[R] Summary statistics for matrix columns
arun
smartpink111 at yahoo.com
Sat Nov 24 18:11:46 CET 2012
Hi,
You are right. Range is supposed to be one value (i.e the
difference between largest and smallest). For some reason, the function
range(x) gives both the values.
The description for ?range() is:
"Description:
‘range’ returns a vector containing the minimum and maximum of all
the given arguments.
"
I looked for similar function in library(matrixStats) . There it was colRanges(), rowRanges().
set.seed(125)
x <- matrix(sample(1:80),nrow=8)
colnames(x)<- paste("Col",1:ncol(x),sep="")

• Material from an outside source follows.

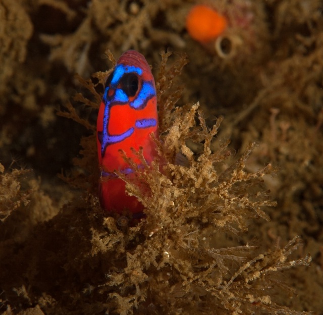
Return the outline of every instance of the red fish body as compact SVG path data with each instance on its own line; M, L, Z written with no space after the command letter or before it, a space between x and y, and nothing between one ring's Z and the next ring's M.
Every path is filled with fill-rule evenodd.
M140 165L131 148L143 148L149 164L155 155L150 134L157 136L158 117L155 82L145 58L128 50L118 60L105 83L97 121L99 163L102 170L99 184L100 202L104 209L121 213L141 213L143 206L125 191L125 183L114 173L127 176L133 172L119 150ZM106 178L104 179L104 178Z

apply(x,2,function(x) range(x))
# Col1 Col2 Col3 Col4 Col5 Col6 Col7 Col8 Col9 Col10
#[1,] 10 1 17 3 18 11 13 15 2 6
#[2,] 74 77 76 70 65 63 79 80 71 72
library(matrixStats)
colRanges(x)
# [,1] [,2]
#[1,] 10 74
#[2,] 1 77
#[3,] 17 76
-----------------
You could do this to get the range:
apply(x,2,function(x) diff(range(x)))
#Col1 Col2 Col3 Col4 Col5 Col6 Col7 Col8 Col9 Col10
# 64 76 59 67 47 52 66 65 69 66
#or i
diff(t(colRanges(x)))
# [,1] [,2] [,3] [,4] [,5] [,6] [,7] [,8] [,9] [,10]

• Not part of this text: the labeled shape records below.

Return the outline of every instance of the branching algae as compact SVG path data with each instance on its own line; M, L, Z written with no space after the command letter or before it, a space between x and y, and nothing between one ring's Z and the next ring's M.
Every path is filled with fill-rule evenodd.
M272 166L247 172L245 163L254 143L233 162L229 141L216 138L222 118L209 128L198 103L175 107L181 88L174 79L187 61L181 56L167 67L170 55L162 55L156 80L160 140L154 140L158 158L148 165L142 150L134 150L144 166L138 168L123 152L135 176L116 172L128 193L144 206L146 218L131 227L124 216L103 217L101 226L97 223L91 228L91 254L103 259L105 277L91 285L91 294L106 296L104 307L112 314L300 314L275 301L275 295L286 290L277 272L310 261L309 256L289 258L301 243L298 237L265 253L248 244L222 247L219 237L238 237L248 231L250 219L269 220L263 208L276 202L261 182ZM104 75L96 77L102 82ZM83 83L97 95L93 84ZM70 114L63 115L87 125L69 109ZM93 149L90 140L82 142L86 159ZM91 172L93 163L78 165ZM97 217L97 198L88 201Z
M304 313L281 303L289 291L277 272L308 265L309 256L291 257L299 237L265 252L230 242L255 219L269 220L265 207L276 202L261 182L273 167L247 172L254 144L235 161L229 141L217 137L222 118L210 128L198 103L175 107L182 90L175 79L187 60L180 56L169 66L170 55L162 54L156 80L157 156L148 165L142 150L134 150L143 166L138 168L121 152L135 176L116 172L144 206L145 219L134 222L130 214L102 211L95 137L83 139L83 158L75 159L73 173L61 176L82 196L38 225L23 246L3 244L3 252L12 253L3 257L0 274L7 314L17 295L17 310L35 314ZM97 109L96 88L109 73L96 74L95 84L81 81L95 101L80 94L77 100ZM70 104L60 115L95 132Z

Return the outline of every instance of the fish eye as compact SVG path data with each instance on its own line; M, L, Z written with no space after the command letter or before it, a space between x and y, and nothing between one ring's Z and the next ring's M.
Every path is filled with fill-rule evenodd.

#[1,] 64 76 59 67 47 52 66 65 69 66
#or
rowDiffs(colRanges(x))
A.K.
----- Original Message -----
From: frespider <frespider at hotmail.com>
To: r-help at r-project.org
Cc:
Sent: Saturday, November 24, 2012 7:58 AM
Subject: Re: [R] Summary statistics for matrix columns
HI A.k,
I need one more question, if you can answer it please
M <- matrix(sample(1:8000),nrow=100)
colnames(M)<- paste("Col",1:ncol(M),sep="")

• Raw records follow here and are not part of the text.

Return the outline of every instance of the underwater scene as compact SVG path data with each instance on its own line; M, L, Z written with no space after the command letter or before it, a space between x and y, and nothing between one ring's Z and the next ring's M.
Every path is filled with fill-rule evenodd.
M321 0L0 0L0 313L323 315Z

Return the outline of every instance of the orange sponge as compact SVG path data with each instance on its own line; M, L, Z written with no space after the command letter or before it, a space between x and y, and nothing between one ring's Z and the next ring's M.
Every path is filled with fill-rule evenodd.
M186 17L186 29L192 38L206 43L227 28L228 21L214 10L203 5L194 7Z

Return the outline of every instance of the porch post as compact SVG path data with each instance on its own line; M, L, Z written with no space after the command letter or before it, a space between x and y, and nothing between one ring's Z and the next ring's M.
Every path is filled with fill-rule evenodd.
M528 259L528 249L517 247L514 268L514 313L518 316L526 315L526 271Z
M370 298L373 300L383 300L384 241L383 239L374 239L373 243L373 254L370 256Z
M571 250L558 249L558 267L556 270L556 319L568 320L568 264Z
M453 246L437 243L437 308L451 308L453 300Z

apply(M,2,function(x) c(Min=min(x),"1st Qu" =quantile(x, 0.25,names=FALSE),
Range = range(x),
Median = quantile(x, 0.5, names=FALSE),
Mean= mean(x),Std=sd(x),
"3rd Qu" = quantile(x,0.75,names=FALSE),
IQR=IQR(x),Max = max(x)))
why I get two range . isn't range mean the different between the max and min
Thanks
Date: Fri, 23 Nov 2012 16:08:12 -0800
From: ml-node+s789695n4650613h54 at n4.nabble.com
To: frespider at hotmail.com
Subject: Re: Summary statistics for matrix columns
Hi,
No problem.
There are a couple of other libraries which deal with summary statistics:
library(pastecs)
?stat.desc() #
library(matrixStats)
#Using the functions from package: matrixStats
fun1<-function(x){
res<-rbind(colMins(x),colQuantiles(x)[,2],colMedians(x),colMeans(x),colSds(x),colQuantiles(x)[,4],colIQRs(x),colMaxs(x))
row.names(res)<-c("Min.","1st Qu.","Median","Mean","sd","3rd Qu.","IQR","Max.")
res}
set.seed(125)
x <- matrix(sample(1:80),nrow=8)
colnames(x)<- paste("Col",1:ncol(x),sep="")
fun1(x)
# Col1 Col2 Col3 Col4 Col5 Col6 Col7 Col8
#Min. 10.00000 1.00000 17.00000 3.00000 18.00000 11.00000 13.00000 15.00000
#1st Qu. 24.75000 29.50000 26.00000 7.75000 40.00000 17.25000 27.50000 34.75000
#Median 34.00000 46.00000 42.50000 35.50000 49.50000 23.50000 51.50000 51.50000
#Mean 42.50000 42.75000 41.75000 35.75000 44.87500 26.87500 44.75000 50.12500
#sd 25.05993 27.77846 19.57221 28.40397 16.39196 16.60841 21.97239 25.51995
#3rd Qu. 67.75000 58.50000 50.00000 63.25000 54.25000 30.25000 56.25000 70.50000
#IQR 43.00000 29.00000 24.00000 55.50000 14.25000 13.00000 28.75000 35.75000
#Max. 74.00000 77.00000 76.00000 70.00000 65.00000 63.00000 79.00000 80.00000
# Col9 Col10
#Min. 2.00000 6.00000
#1st Qu. 24.50000 12.50000
#Median 33.50000 48.00000
#Mean 34.87500 40.75000
#sd 24.39811 28.21727
#3rd Qu. 45.25000 63.00000
#IQR 20.75000 50.50000
#Max. 71.00000 72.00000
I thought this could be faster than the previous methods. But, it was the slowest.
set.seed(125)
x1 <- matrix(sample(1:800000),nrow=1000)
colnames(x)<- paste("Col",1:ncol(x1),sep="")
system.time(fun1(x1))
# user system elapsed
# 0.968 0.000 0.956
A.K.
________________________________
From: Fares Said <[hidden email]>
To: arun <[hidden email]>
Cc: Pete Brecknock <[hidden email]>; R help <[hidden email]>
Sent: Friday, November 23, 2012 10:23 AM
Subject: Re: [R] Summary statistics for matrix columns
Thank you all
Sent from my iPhone
On 2012-11-23, at 10:19, "arun" <[hidden email]> wrote:
> HI,
> You are right.
> It is slower when compared to Pete's solution:
> set.seed(125)
> x <- matrix(sample(1:800000),nrow=1000)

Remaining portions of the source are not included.